Der erste „Zivi“ in Rußland

Dortmund (dpa/taz) — Knapp 47 Jahre nach Ende des Zweiten Weltkriegs ist wieder ein deutscher Wehrpflichtiger in Rußland. Diesmal jedoch ist alles ganz anders.

Bernhard Redecker hat als erster deutscher Wehrdienstverweigerer seinen Ersatzdienst in Rußland abgeleistet und dabei vor Ort gleichzeitig die Diskussion um die Einführung eines Zivildienstes belebt. Seit November 1990 arbeitete der 22jährige Abiturient aus Witten als Hilfspfleger auf der neurologischen Station des Städtischen Krankenhauses Nummer 15 in Moskau. Organisiert hatte den ungewöhnlichen Zivildienstplatz die Evangelische Kirche von Westfalen in Zusammenarbeit mit der Aktion Sühnezeichen und der Russisch-Orthodoxen Kirche.
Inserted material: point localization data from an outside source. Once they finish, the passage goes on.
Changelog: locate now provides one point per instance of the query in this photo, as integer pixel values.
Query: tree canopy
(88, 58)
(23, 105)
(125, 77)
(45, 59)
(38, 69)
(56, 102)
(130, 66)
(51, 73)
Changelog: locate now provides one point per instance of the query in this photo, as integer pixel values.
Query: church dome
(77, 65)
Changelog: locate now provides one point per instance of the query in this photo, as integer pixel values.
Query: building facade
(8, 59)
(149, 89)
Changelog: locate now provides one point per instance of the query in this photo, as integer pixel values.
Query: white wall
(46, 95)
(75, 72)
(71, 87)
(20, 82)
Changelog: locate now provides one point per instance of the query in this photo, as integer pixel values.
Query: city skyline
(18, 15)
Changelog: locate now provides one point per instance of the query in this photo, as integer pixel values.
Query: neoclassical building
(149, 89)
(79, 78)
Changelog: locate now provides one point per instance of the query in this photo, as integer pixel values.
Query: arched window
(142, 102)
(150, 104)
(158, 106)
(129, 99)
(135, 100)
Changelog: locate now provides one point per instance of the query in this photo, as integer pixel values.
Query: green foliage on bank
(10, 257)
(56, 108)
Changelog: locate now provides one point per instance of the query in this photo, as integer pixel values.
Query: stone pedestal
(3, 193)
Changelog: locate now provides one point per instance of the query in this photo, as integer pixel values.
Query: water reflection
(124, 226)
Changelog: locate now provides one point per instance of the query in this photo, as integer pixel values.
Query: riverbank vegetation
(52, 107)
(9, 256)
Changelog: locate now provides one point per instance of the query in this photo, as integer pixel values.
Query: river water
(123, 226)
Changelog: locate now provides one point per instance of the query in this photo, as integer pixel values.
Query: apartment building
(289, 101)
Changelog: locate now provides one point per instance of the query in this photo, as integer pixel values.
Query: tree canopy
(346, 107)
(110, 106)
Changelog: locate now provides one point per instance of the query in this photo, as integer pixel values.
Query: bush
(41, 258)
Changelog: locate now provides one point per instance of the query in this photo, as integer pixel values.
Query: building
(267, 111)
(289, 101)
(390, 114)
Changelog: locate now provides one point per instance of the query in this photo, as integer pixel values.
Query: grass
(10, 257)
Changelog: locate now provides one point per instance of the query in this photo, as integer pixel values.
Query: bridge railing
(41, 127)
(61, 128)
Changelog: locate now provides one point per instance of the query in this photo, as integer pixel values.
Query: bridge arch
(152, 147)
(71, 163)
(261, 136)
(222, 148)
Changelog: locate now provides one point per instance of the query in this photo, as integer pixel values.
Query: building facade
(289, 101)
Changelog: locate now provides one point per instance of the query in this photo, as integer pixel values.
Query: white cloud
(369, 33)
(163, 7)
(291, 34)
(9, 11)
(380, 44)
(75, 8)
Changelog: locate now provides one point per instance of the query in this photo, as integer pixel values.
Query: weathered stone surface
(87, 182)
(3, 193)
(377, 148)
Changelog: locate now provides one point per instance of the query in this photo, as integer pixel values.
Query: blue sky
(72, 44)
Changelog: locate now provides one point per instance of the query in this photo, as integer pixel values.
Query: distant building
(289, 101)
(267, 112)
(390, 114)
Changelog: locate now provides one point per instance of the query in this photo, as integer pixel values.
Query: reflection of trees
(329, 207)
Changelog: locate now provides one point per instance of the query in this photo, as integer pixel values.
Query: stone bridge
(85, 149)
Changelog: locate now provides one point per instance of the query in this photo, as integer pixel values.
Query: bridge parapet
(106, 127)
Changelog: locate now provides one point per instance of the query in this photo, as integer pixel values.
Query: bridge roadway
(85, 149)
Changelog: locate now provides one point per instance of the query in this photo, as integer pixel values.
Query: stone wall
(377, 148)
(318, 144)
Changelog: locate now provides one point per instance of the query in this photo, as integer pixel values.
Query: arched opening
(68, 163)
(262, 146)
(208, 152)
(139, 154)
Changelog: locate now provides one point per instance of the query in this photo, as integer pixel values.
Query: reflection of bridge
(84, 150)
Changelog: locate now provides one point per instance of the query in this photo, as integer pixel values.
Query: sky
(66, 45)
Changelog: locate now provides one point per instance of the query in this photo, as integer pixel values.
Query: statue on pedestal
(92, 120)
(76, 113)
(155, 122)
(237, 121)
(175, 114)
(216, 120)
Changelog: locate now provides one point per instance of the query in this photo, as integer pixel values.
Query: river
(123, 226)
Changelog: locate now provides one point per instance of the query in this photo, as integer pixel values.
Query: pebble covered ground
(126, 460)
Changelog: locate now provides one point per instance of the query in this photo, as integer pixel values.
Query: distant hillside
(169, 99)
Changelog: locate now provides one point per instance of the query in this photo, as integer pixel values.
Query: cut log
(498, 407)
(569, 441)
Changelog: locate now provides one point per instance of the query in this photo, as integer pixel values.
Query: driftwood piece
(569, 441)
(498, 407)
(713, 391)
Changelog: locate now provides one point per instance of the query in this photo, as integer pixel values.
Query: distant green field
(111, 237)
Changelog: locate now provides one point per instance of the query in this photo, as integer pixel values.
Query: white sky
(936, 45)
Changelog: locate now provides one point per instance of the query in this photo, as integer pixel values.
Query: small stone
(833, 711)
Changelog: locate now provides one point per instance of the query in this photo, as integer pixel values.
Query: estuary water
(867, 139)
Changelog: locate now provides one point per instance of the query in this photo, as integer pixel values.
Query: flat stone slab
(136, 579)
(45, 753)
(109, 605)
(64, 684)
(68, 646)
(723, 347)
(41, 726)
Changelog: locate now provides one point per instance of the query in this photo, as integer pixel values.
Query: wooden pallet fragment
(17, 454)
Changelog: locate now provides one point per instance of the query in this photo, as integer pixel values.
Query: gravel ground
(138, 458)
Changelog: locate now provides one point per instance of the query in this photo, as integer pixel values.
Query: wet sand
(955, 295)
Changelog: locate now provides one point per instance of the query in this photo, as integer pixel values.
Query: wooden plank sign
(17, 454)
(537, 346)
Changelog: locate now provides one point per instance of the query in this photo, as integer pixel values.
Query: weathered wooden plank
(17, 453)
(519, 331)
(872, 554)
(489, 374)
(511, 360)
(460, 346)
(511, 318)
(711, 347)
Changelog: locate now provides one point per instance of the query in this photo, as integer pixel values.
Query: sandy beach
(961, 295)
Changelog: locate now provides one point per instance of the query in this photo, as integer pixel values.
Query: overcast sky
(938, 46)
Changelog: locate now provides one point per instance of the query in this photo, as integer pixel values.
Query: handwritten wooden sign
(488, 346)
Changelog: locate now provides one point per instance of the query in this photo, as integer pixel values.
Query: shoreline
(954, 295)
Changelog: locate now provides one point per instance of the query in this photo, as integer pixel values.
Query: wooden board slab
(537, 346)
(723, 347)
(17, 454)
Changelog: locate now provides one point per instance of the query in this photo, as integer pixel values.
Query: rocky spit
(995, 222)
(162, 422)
„Ärzte und Krankenschwestern wußten erst gar nicht, was sie mit einem Zivildienstleistenden anfangen sollten“, berichtete Redecker am Donnerstag in Dortmund nach seiner Rückkehr aus Moskau. Denn einen zivilen Ersatzdienst für Kriegsdienstverweigerer gibt es in Rußland bisher nicht. Schnell habe er sich aber als Helfer bei Massagen und chiropraktischen Therapien nützlich machen können, erzählte der 22jährige, der in der Schule Russisch gelernt hat. In dem 2.000-Betten-Hospital sei er bald als „der Deutsche“ bekannt gewesen.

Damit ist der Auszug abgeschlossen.